The finance team has managed to plug that hole, but only at the cost of between 80 and 90 council jobs.

The staffing cuts are expected achieve savings of £1.5m, the hope is that compulsory redundancies can be avoided wherever possible.

The coming financial year is likely to be just as challenging as the last — the Government expects councils to be almost entirely self sufficient by 2020 and local authorities are having to make huge savings to achieve that.

Coun Russell Holland, the cabinet member for finance, said: “Over the next three years we’re still going to have to find savings and fundamentally change the way the council operates.

“You can get discouraged by that, or you can accept the reality and do the best you can with it. We’re seeking to stay up beat and ambitious even in these difficult times.”

Coun Holland pointed to the council’s new commercial investment strategy, which has recently seen the acquisition of land at the Delta business park, as a positive moving forward.

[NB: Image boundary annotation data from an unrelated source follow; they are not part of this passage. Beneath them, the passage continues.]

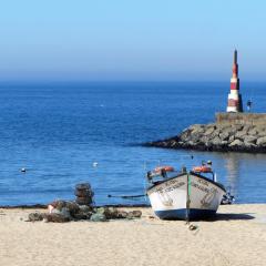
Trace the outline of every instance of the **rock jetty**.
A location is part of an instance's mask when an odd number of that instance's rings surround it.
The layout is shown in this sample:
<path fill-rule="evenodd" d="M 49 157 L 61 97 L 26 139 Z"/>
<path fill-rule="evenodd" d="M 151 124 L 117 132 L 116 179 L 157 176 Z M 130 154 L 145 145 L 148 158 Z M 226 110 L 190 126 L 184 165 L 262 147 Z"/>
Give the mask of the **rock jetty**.
<path fill-rule="evenodd" d="M 218 114 L 216 123 L 194 124 L 176 136 L 149 142 L 145 145 L 198 151 L 265 153 L 266 123 L 254 123 L 253 120 L 247 119 L 250 115 L 246 115 L 243 122 L 243 117 L 239 120 L 239 115 L 233 115 L 231 114 L 229 120 L 225 122 L 224 119 L 228 114 L 222 119 Z"/>

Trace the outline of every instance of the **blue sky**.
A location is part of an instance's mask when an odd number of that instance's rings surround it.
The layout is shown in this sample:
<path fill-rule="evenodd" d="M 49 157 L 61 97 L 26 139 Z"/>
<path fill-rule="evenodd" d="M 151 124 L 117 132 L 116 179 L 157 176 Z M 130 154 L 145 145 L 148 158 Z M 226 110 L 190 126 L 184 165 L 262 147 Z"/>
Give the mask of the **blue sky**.
<path fill-rule="evenodd" d="M 0 80 L 266 78 L 264 0 L 8 0 Z"/>

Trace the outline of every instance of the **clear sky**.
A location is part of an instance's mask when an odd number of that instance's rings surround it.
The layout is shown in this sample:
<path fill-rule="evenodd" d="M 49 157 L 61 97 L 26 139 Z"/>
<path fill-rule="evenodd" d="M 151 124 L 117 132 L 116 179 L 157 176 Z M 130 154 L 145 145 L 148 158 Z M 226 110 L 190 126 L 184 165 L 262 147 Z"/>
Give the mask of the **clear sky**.
<path fill-rule="evenodd" d="M 265 0 L 7 0 L 0 80 L 266 80 Z"/>

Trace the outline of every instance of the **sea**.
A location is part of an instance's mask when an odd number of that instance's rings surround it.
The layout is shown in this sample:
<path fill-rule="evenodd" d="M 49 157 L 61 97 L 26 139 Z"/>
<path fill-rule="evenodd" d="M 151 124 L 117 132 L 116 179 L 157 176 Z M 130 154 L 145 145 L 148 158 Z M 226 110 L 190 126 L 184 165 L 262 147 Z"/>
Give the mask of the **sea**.
<path fill-rule="evenodd" d="M 211 160 L 236 203 L 266 203 L 266 154 L 143 146 L 212 123 L 229 82 L 1 82 L 0 205 L 74 200 L 90 183 L 96 205 L 149 204 L 145 173 Z M 266 83 L 243 82 L 244 105 L 266 112 Z M 21 172 L 25 168 L 25 172 Z M 109 197 L 111 195 L 112 197 Z"/>

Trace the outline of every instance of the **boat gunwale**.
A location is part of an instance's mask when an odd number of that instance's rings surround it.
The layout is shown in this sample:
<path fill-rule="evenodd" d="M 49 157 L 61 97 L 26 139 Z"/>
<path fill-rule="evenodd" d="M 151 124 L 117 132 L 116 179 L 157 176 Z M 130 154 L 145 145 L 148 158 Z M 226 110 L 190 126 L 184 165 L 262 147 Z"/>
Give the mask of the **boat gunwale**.
<path fill-rule="evenodd" d="M 163 184 L 163 183 L 165 183 L 165 182 L 167 182 L 167 181 L 171 181 L 171 180 L 174 180 L 174 178 L 176 178 L 176 177 L 181 177 L 181 176 L 187 175 L 187 174 L 192 174 L 192 175 L 195 175 L 196 177 L 200 177 L 200 178 L 202 178 L 202 180 L 208 181 L 208 182 L 211 182 L 212 184 L 218 186 L 222 191 L 224 191 L 224 192 L 226 193 L 226 190 L 225 190 L 224 185 L 222 185 L 222 184 L 218 183 L 218 182 L 212 181 L 212 180 L 209 180 L 209 178 L 207 178 L 207 177 L 205 177 L 205 176 L 203 176 L 203 175 L 201 175 L 201 174 L 197 174 L 197 173 L 195 173 L 195 172 L 193 172 L 193 171 L 190 171 L 188 173 L 180 173 L 180 174 L 177 174 L 177 175 L 175 175 L 175 176 L 173 176 L 173 177 L 165 178 L 165 180 L 161 181 L 160 183 L 153 184 L 153 185 L 151 185 L 150 187 L 147 187 L 146 192 L 151 191 L 151 190 L 154 188 L 155 186 L 161 185 L 161 184 Z"/>

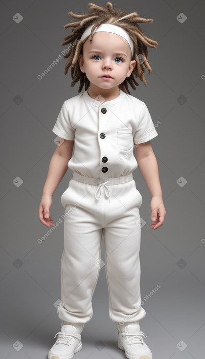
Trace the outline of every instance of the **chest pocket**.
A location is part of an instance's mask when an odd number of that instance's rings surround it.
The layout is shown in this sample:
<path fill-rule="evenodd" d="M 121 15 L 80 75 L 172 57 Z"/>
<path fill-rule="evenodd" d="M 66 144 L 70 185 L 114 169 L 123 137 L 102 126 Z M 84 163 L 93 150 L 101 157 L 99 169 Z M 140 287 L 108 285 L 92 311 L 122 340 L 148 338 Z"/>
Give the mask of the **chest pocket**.
<path fill-rule="evenodd" d="M 133 147 L 132 127 L 117 128 L 117 145 L 124 151 L 128 151 Z"/>

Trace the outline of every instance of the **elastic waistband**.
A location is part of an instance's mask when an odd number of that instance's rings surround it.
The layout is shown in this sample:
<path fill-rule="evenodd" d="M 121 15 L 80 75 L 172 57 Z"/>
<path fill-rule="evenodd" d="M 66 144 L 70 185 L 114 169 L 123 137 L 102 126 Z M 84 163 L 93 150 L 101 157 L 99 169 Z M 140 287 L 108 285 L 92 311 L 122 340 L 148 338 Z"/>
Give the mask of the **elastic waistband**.
<path fill-rule="evenodd" d="M 83 182 L 88 184 L 94 184 L 95 186 L 99 186 L 101 183 L 106 182 L 107 185 L 112 184 L 120 184 L 130 182 L 133 180 L 133 173 L 128 176 L 122 176 L 120 177 L 113 177 L 111 178 L 94 178 L 93 177 L 87 177 L 82 175 L 79 175 L 77 172 L 73 172 L 73 180 L 75 180 L 79 182 Z"/>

Responding to the budget report, Labour’s leader in Swindon said the council must share the blame with the those in Westminster.

“Central government has almost abandoned local authorities on the question of funding,” said Coun Jim Grant.

“But this doesn’t excuse the council in what appears to be financial incompetence in managing to develop a gap of £4m they didn’t know was there two months ago and now having to resort to job cuts to plug that gap.

“This five per cent council tax increase, together with huge increases in parish precepts the Tories have imposed, means that most people in the town will be paying the equivalent of more than 10 per cent more.

“But still the job losses and cuts in services continue. This will hit the poor and the ‘just managing’ the hardest.

“We know now that under the Tories in this town you pay more, but get less.”